She calls me ‘mummy’ now

You might have noticed that I am very attached to my 5 year old daughter, who has lately taken to calling me ‘mummy’, and to using words like ‘brilliant’ and ‘loo’ . I never thought I wanted kids, but then she came along and rocked my world 5.5 years ago, causing me to feel love like I had never felt before. The kind that takes your breath away. I could go on and on with the cliches about motherhood, but I won’t. She has been my inspiration, my guru, my pure true love. On a daily basis, she helps me see the extraordinary in the ordinary.

That said, I don’t have any guilt that I am very much enjoying my days to myself, while she is in school. Not just half a day like before, but aaallllll day. When we were preparing to move to London, every school we inquired at told us there was no space available, particularly just for 6 months. I prepared myself to use London as the classroom and home-school her. During the month of December, when we were together 24/7 searching for a flat, moving, and when I was sick, I realized that maybe being together all the time wasn’t so good for us. Remember back in high school/college, when you passionately pined away for your boyfriend? School, and perhaps your parents, didn’t allow for you to be together all the time. Hence the pining. I’ve decided there is definitely something to that old saying, absence makes the heart grow fonder.
I’m not going to say that I don’t miss her, or that I’ve been able to let go of the neurotic worries that pop into my head out of nowhere when she is in someone else’s care (i.e., what if she chokes on her banana I sent for snack?).

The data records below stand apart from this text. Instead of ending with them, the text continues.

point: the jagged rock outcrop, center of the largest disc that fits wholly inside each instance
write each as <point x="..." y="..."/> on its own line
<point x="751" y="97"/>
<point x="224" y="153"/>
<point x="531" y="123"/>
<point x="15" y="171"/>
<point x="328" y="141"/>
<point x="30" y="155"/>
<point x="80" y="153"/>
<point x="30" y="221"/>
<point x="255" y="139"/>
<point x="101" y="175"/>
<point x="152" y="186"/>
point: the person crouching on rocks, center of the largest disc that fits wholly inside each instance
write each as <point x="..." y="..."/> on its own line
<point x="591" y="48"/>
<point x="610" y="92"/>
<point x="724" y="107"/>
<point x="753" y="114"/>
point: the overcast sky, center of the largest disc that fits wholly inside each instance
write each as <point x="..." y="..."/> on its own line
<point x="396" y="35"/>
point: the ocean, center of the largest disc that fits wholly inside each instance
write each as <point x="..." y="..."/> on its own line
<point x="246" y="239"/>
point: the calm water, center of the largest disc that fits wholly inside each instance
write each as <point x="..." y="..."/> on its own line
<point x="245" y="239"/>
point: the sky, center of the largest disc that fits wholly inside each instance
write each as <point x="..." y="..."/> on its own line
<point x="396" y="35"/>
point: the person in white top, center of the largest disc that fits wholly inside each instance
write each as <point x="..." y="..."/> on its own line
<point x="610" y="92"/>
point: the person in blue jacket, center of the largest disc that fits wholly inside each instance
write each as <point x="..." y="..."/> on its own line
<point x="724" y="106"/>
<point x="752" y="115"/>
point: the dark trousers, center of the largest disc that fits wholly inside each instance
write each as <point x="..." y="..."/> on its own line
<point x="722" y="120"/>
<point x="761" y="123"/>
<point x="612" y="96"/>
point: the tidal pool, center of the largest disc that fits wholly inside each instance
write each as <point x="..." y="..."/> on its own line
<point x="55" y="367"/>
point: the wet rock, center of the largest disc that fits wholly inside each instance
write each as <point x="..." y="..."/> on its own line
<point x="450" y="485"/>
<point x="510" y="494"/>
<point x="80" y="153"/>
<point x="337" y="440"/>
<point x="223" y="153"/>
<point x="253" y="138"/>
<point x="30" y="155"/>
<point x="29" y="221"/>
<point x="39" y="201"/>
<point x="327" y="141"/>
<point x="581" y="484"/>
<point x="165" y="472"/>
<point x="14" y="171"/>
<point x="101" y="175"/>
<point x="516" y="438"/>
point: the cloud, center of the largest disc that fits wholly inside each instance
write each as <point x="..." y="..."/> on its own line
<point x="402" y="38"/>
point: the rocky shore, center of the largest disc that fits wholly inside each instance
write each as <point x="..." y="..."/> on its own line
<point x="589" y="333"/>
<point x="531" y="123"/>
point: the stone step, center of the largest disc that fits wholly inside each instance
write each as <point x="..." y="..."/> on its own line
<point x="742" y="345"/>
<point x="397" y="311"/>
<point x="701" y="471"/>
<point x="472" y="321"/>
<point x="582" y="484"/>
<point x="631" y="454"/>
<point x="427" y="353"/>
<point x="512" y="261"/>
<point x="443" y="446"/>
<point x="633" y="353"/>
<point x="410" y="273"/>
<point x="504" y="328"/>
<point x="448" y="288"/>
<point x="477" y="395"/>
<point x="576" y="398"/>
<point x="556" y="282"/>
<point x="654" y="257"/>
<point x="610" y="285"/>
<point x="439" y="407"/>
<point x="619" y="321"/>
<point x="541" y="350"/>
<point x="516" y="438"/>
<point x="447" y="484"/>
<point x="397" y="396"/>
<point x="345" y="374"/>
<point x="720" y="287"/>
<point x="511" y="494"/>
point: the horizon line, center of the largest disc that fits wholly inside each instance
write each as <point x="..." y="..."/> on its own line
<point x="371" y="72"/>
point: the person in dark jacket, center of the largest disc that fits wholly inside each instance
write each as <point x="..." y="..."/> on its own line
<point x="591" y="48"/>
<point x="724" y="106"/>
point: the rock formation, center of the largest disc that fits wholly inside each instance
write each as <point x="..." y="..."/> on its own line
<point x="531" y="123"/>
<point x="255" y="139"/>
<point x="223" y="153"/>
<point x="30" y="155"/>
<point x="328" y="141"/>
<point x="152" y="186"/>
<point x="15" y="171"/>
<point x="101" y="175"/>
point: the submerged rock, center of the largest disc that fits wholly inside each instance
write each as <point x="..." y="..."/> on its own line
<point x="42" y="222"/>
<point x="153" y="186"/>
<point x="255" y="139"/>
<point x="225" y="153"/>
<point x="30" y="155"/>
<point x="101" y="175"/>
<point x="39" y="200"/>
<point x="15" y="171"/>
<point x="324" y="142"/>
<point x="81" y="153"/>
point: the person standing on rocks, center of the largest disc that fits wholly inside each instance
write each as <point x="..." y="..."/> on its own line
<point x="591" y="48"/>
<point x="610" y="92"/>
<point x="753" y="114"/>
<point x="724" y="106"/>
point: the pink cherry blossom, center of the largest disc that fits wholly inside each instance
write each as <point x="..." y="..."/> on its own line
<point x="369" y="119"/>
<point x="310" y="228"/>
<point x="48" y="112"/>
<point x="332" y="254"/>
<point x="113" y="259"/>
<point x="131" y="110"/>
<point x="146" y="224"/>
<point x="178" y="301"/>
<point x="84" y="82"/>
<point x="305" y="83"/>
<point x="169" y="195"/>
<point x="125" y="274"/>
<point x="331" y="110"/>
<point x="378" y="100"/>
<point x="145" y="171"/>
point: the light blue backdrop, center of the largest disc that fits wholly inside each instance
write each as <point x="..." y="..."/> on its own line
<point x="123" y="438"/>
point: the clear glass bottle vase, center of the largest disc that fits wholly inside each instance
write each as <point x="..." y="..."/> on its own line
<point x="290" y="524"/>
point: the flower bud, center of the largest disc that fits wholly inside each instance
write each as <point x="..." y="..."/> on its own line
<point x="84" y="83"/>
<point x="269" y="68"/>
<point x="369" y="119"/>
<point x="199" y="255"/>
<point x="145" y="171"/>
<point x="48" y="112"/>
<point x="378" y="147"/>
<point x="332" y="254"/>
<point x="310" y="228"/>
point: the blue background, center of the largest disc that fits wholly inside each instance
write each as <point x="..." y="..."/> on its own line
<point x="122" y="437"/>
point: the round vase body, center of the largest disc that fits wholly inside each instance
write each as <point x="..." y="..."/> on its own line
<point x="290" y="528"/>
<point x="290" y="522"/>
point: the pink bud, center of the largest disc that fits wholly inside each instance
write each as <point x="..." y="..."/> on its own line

But while she is at school, she thrives. Let me say that again: she THRIVES. It is better than we ever anticipated; she is happy as a clam every morning when I drop her off, and can’t wait to tell me all about her day when I pick her up. While she is at school, I thrive. I go to yoga class, I write and work, I plan our London adventures. I have time and space and quiet, without the constant distraction of wondering: what is she doing/is it good for her/is it causing any damage. When we spend the evenings and weekends together, the fact that we are thriving in ways unique to our age groups enhances the way we relate. It’s like we learn our dance moves all day and then come together for a perfect waltz, without stepping on each other’s toes. It’s absolutely, positively lovely.
Cheers to the journey of motherhood: the mundane and marvelous places it takes you, and everywhere in between.